In a decision seen to uphold the Bill of Rights, a three-judge bench of Roselyne Nambuye, Patrick Kiage and Sankale Ole Kantai held that the Ethics and Anti-Corruption Commission has no right to deny persons of interest the right of notice before investigations are carried into their bank accounts.
Their judgment was given on June 28.
The three upheld a decision of the High Court which invalidated a warrant to investigate Tom Ojienda's bank account over Sh280 million which was allegedly paid by Mumias Sugar company for services allegedly not rendered.
They dismissed an appeal by EACC, saying the agency failed to issue notice to the lawyer and opted to just get a warrant to investigate his accounts.
The three judges noted that a person of interest ought to be made aware of the intended action by the EACC against him.
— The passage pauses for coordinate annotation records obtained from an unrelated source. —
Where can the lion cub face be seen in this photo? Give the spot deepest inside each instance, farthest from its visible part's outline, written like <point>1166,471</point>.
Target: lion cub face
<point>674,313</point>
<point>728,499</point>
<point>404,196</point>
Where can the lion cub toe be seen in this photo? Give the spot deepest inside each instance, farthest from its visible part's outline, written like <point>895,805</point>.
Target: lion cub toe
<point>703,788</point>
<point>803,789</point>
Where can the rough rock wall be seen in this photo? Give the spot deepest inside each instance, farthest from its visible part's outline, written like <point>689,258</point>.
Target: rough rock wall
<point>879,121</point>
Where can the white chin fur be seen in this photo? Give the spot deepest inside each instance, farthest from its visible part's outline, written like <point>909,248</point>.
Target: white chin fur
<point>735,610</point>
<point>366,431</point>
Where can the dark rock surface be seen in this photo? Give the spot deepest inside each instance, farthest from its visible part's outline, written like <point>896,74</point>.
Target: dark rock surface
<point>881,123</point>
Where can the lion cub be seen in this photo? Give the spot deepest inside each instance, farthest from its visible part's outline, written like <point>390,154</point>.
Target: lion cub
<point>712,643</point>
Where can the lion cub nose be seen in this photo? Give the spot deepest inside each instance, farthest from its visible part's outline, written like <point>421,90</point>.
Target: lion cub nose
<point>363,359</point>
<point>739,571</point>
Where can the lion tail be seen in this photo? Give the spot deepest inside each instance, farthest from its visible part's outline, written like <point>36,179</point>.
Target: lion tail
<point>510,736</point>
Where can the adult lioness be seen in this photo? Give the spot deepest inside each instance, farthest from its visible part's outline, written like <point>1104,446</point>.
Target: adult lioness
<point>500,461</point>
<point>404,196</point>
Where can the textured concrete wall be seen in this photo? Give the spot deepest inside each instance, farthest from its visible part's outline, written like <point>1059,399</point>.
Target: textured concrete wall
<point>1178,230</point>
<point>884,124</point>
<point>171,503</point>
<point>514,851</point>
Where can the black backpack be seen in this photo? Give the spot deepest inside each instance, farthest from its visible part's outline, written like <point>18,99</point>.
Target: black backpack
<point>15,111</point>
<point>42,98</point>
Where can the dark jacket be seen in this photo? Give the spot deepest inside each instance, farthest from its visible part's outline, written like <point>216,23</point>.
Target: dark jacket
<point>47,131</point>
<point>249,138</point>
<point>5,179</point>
The law, the judges said, requires that a person of interest be first given a chance to voluntarily comply with notice before any action is taken against him.
“This was not done by EACC who chose the easier general path of seeking warrants ex parte instead of paying due regard to the preliminary steps required under its constitutive and operative statute. In so doing, it infringed on Ojienda’s fundamental rights and affected his interests, hence the learned judge's invalidating action which we have no difficulty endorsing," the appeal judges ruled.
Trouble began when On March 18, 2015 the chief magistrate's court in Kibera issued warrants to the EACC to investigate Ojienda’s bank accounts.
The warrant was issued after the EACC moved to court, saying it wanted to investigate Sh280 million paid into the lawyer's account by Mumias Sugar.
Ojienda filed an application saying the EACC had secretly and without giving him notice obtained warrants to look into his bank account.
He said what the EACC did was not only abuse of power but also amounted to violation of his rights to privacy and fair hearing.